Application Lifecycle Management

Ververica Platform continuously runs a reconciliation loop to detect deviations between the desired and the actual state of your Deployments. The reasons for such a deviation might be an update of the Deployment Resources by the user (e.g. to perform an upgrade) or a change in the status of the running Deployment. Ververica Platform creates a physical Flink cluster for each Flink job on Kubernetes. Consequentially, in order to align the actual state of a Deployment with the desired state of a Deployment Ververica Platform usually needs to tear down the existing, running Flink job and setup a new Flink job.

In order to flexibly manage the lifecycle of your applications, you can control the behaviour of Ververica Platform during setup and tear down of a Flink job.

In the following sections the different Restore and Upgrades Strategies are described in detail.

Restore Strategy

Ververica Platform will use the restore strategy whenever a Deployment needs to transition to the “RUNNING” state (configuration key spec.restoreStrategy).

The following options are supported:

  • LATEST_STATE - Use the latest successful checkpoint (requires a High Availability setup) or savepoint known to Ververica Platform.
  • LATEST_SAVEPOINT - Use the latest successful savepoint known to Ververica Platform.
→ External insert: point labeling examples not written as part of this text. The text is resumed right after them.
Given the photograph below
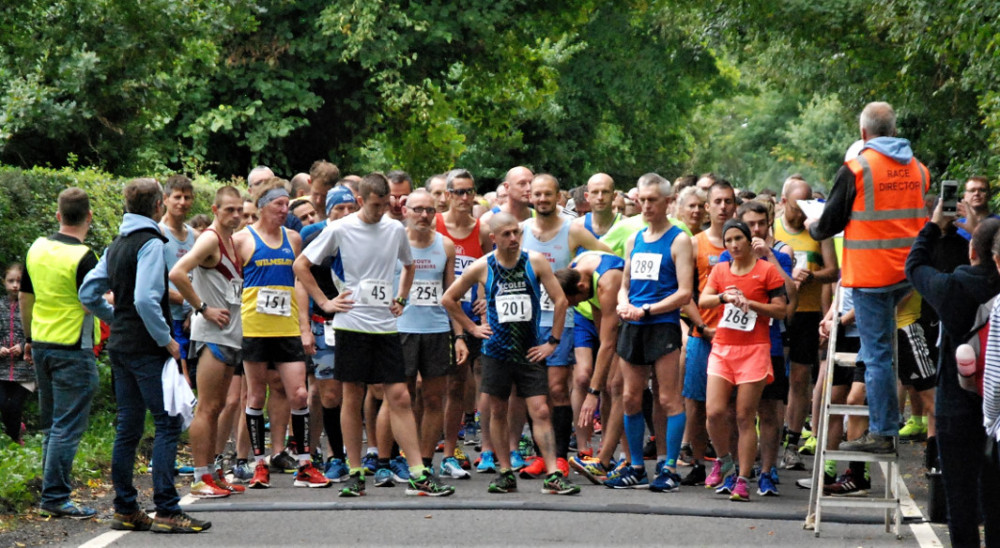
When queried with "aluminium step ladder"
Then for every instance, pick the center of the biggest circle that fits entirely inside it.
(889, 501)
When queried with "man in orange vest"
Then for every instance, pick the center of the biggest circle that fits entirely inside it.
(877, 200)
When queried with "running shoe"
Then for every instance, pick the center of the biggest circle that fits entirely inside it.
(221, 481)
(261, 476)
(179, 523)
(727, 486)
(241, 473)
(370, 462)
(517, 462)
(848, 486)
(696, 476)
(283, 463)
(791, 460)
(462, 458)
(206, 488)
(558, 484)
(428, 486)
(534, 469)
(505, 482)
(384, 478)
(766, 487)
(136, 521)
(487, 463)
(337, 470)
(665, 482)
(740, 491)
(400, 469)
(309, 476)
(68, 509)
(629, 478)
(355, 487)
(452, 469)
(591, 468)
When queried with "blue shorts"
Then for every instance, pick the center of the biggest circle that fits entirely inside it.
(584, 333)
(177, 332)
(696, 369)
(323, 358)
(563, 356)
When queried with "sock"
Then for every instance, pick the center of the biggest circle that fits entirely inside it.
(675, 434)
(255, 427)
(331, 424)
(300, 433)
(635, 427)
(562, 426)
(793, 438)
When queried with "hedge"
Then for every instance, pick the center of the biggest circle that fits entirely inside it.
(28, 203)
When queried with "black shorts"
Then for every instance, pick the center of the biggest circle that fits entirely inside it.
(427, 353)
(802, 340)
(916, 367)
(368, 358)
(531, 379)
(273, 349)
(644, 344)
(778, 389)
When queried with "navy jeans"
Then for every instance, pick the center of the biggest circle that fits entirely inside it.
(67, 380)
(970, 482)
(137, 388)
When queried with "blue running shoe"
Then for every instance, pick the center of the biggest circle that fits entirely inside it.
(629, 478)
(370, 462)
(337, 471)
(487, 463)
(665, 482)
(765, 486)
(727, 486)
(400, 469)
(384, 478)
(517, 462)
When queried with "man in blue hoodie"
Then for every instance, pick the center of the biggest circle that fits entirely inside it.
(133, 269)
(878, 201)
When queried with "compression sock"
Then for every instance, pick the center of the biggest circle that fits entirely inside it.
(331, 423)
(562, 426)
(635, 427)
(255, 428)
(675, 433)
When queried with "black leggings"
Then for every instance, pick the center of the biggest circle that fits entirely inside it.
(12, 399)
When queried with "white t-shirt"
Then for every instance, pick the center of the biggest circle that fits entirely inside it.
(369, 253)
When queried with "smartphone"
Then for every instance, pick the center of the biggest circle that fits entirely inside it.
(949, 197)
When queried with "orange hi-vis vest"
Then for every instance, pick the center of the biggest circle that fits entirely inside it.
(887, 214)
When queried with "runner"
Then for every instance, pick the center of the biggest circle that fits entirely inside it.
(275, 329)
(740, 350)
(511, 355)
(215, 292)
(368, 349)
(657, 280)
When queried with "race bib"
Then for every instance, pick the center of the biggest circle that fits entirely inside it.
(274, 302)
(545, 302)
(328, 334)
(234, 295)
(802, 260)
(374, 292)
(734, 318)
(646, 266)
(514, 308)
(425, 293)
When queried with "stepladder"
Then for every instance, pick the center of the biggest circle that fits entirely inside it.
(889, 499)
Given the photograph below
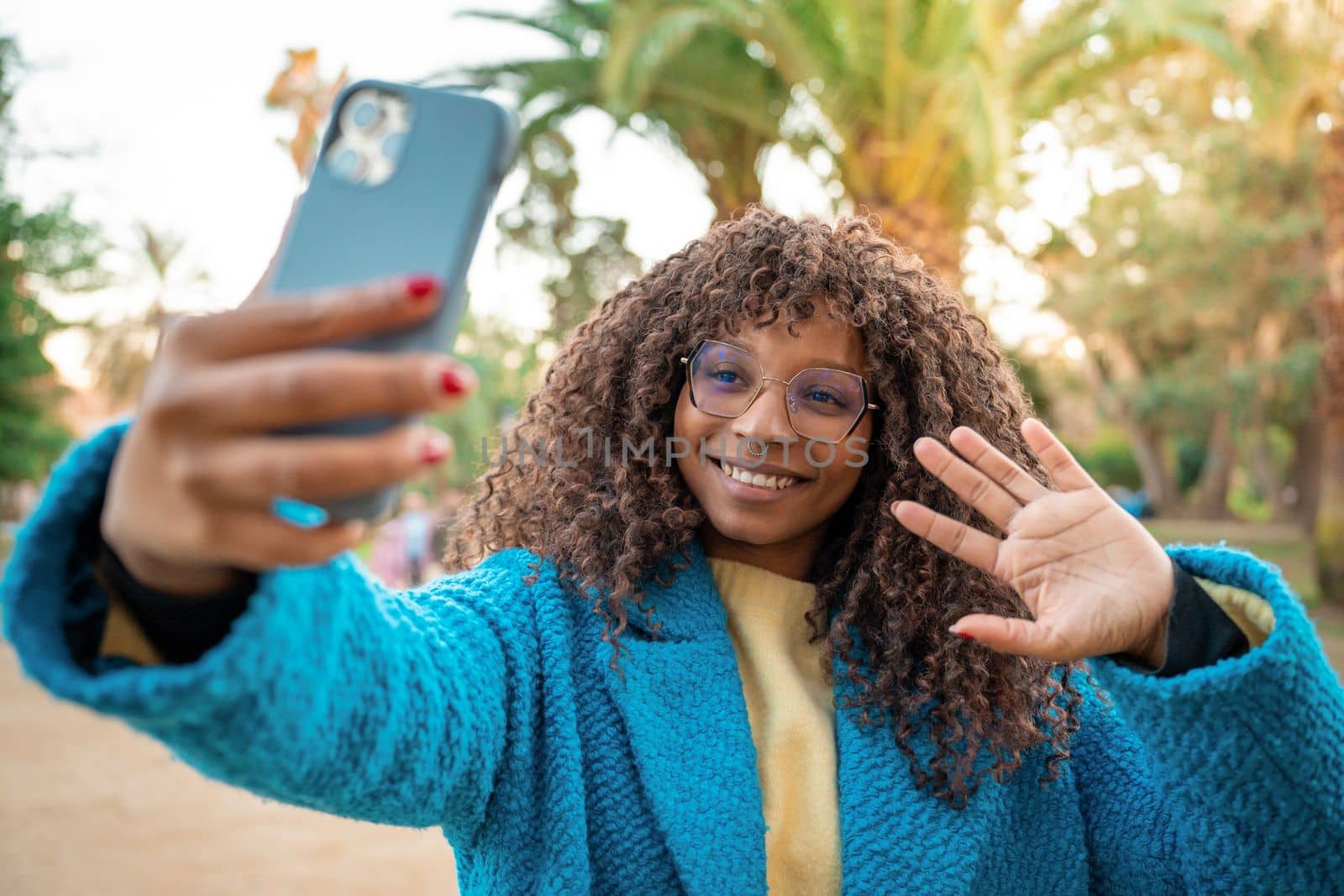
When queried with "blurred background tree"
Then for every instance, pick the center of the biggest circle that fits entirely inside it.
(918, 105)
(302, 90)
(39, 251)
(1297, 94)
(1191, 286)
(120, 352)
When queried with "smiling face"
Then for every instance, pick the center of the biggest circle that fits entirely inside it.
(781, 528)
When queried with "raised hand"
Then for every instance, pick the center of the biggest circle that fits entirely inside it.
(1095, 579)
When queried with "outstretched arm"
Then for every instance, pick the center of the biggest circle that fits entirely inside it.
(1227, 778)
(328, 692)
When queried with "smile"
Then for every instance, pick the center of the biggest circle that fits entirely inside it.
(761, 481)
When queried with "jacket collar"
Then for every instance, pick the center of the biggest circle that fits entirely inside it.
(687, 720)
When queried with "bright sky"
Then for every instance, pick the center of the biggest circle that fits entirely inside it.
(151, 110)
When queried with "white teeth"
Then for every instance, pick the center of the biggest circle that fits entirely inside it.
(759, 479)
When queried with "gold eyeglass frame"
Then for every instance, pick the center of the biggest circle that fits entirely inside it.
(864, 382)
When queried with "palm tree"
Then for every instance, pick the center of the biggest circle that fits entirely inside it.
(1299, 49)
(925, 100)
(707, 98)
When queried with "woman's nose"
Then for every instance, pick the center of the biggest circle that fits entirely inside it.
(768, 417)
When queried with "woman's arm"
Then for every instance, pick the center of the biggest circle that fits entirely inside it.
(1227, 778)
(328, 692)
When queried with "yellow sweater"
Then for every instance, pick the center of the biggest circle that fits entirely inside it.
(790, 708)
(793, 721)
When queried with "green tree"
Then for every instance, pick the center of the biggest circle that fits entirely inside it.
(1299, 53)
(588, 253)
(1194, 302)
(699, 97)
(924, 100)
(39, 251)
(120, 352)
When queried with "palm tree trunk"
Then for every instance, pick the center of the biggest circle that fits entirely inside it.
(1210, 501)
(924, 228)
(1308, 439)
(1330, 519)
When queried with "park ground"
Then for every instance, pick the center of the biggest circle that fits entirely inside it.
(91, 806)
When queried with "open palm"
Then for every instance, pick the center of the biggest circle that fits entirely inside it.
(1095, 579)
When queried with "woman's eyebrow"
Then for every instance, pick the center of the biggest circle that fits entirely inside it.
(812, 362)
(835, 365)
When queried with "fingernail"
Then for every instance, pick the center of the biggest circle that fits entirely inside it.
(421, 286)
(434, 448)
(452, 382)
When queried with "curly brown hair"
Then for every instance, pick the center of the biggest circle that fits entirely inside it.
(934, 367)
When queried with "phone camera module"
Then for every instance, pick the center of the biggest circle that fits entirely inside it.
(373, 127)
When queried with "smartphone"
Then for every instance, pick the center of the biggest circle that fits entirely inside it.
(402, 183)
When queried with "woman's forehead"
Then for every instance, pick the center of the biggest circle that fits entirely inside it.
(817, 338)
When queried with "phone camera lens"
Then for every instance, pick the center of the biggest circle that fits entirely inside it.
(365, 114)
(393, 145)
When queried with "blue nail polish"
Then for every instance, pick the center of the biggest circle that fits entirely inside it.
(306, 516)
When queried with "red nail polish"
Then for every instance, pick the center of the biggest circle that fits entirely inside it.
(434, 450)
(421, 286)
(452, 383)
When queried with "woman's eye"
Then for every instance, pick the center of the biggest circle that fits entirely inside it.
(823, 398)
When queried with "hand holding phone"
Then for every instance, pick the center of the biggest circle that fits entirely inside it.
(190, 493)
(403, 181)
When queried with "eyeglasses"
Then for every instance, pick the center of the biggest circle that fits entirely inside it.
(823, 403)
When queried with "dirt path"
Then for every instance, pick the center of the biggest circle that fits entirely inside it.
(92, 808)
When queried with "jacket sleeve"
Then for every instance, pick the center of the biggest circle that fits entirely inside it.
(328, 692)
(1225, 778)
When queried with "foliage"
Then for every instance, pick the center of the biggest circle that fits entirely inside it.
(508, 365)
(49, 249)
(588, 253)
(1110, 459)
(1191, 277)
(922, 101)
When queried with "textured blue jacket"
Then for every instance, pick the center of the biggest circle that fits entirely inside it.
(486, 707)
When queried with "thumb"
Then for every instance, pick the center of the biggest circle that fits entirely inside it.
(1007, 634)
(264, 284)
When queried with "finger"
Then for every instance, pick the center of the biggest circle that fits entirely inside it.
(257, 540)
(996, 465)
(1063, 469)
(269, 275)
(1007, 634)
(292, 389)
(958, 539)
(252, 472)
(304, 322)
(969, 484)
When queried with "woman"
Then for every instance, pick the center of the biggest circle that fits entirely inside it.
(627, 684)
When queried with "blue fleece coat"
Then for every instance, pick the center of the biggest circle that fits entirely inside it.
(486, 707)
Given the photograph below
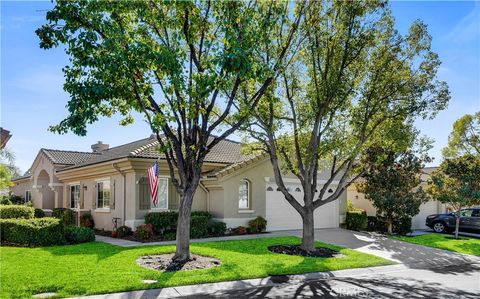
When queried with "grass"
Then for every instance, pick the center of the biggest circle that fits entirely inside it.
(447, 242)
(97, 267)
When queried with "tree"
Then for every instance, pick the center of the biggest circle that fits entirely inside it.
(392, 183)
(457, 183)
(179, 63)
(465, 137)
(354, 82)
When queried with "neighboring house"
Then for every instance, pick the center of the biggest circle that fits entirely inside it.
(112, 183)
(418, 221)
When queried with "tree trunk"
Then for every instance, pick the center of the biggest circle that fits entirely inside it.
(457, 223)
(182, 252)
(308, 239)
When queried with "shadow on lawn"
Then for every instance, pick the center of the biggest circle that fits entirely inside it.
(347, 288)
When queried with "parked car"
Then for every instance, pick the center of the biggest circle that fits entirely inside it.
(469, 221)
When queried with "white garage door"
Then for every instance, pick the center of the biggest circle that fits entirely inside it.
(282, 216)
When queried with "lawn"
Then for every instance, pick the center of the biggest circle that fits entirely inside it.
(97, 267)
(447, 242)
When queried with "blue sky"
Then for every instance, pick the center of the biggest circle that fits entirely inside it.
(32, 97)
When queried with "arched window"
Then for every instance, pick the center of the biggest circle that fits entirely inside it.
(244, 194)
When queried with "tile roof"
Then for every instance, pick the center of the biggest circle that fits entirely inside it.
(226, 152)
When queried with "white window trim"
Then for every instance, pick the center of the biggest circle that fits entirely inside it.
(160, 177)
(106, 181)
(70, 185)
(248, 208)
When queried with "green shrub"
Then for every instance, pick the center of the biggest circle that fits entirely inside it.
(357, 220)
(16, 211)
(86, 220)
(144, 232)
(32, 232)
(162, 222)
(39, 213)
(216, 228)
(67, 216)
(199, 226)
(76, 234)
(124, 231)
(257, 225)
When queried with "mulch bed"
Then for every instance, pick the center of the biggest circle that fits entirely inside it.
(297, 250)
(163, 262)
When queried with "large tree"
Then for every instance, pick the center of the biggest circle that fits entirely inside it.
(391, 181)
(465, 137)
(180, 63)
(355, 82)
(457, 183)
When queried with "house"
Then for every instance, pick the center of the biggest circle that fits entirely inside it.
(418, 221)
(112, 183)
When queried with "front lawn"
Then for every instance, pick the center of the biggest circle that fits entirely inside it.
(97, 267)
(463, 244)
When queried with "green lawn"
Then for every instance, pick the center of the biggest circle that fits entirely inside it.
(98, 267)
(447, 242)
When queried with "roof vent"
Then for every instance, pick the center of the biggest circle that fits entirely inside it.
(99, 147)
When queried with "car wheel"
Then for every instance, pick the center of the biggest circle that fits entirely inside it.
(439, 227)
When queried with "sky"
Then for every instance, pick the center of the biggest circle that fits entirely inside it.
(32, 96)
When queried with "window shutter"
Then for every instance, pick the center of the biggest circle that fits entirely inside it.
(112, 195)
(94, 197)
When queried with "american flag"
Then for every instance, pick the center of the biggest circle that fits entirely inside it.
(153, 181)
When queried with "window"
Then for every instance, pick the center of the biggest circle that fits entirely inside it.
(162, 196)
(74, 196)
(103, 194)
(28, 196)
(244, 195)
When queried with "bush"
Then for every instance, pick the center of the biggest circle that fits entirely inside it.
(86, 220)
(16, 211)
(162, 222)
(32, 232)
(357, 220)
(199, 226)
(124, 231)
(257, 225)
(241, 230)
(76, 234)
(216, 228)
(67, 216)
(144, 231)
(39, 213)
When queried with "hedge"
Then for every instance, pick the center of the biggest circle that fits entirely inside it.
(32, 232)
(76, 234)
(357, 220)
(16, 211)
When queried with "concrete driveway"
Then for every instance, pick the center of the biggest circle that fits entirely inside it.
(415, 256)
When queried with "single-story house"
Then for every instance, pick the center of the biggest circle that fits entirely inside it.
(113, 183)
(418, 221)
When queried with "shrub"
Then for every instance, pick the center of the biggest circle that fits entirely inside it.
(76, 234)
(16, 211)
(357, 220)
(32, 232)
(199, 226)
(241, 230)
(216, 228)
(86, 220)
(162, 222)
(124, 231)
(39, 213)
(67, 216)
(257, 225)
(144, 231)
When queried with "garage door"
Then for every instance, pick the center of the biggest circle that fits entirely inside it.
(282, 216)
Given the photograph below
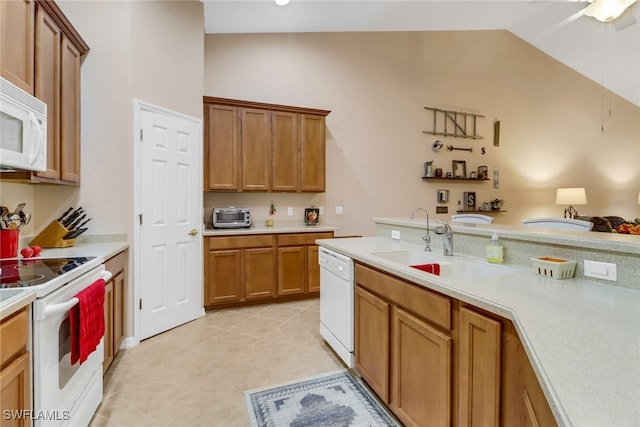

It may have been previously triggered by a user request or by Ververica Platform (for example during a suspension or a stateful upgrade).
  • NONE - Do not start from any checkpoint or savepoint.

Note

The stateful upgrade strategy as described in Upgrade Strategy only works in conjunction with spec.restoreStrategy set to LATEST_SAVEPOINT or LATEST_STATE. If you instead set restoreStrategy to NONE, you might run into an an unexpected situation and start from an empty state after your job is upgraded.

Requirements for LATEST_STATE Restore Strategy

To use “LATEST_STATE” restore strategy you need to setup Flink Master Failover with Zookeeper and configure checkpoints to be retained on cancellation in the Flink job:

StreamExecutionEnvironment env = StreamExecutionEnvironment.getExecutionEnvironment();
env.getCheckpointConfig().enableExternalizedCheckpoints(
  CheckpointConfig.ExternalizedCheckpointCleanup.RETAIN_ON_CANCELLATION
);

This lets your Flink application resume from the latest checkpointed state available in ZooKeeper instead of solely relying on savepoints.

Without proper setup, the effect would be the same as just setting the LATEST_SAVEPOINT restore strategy.

Note

Deployment upgrades still respect the configured upgrade strategy and are independent of the configured restore strategy. A stateful upgrade will still trigger a savepoint.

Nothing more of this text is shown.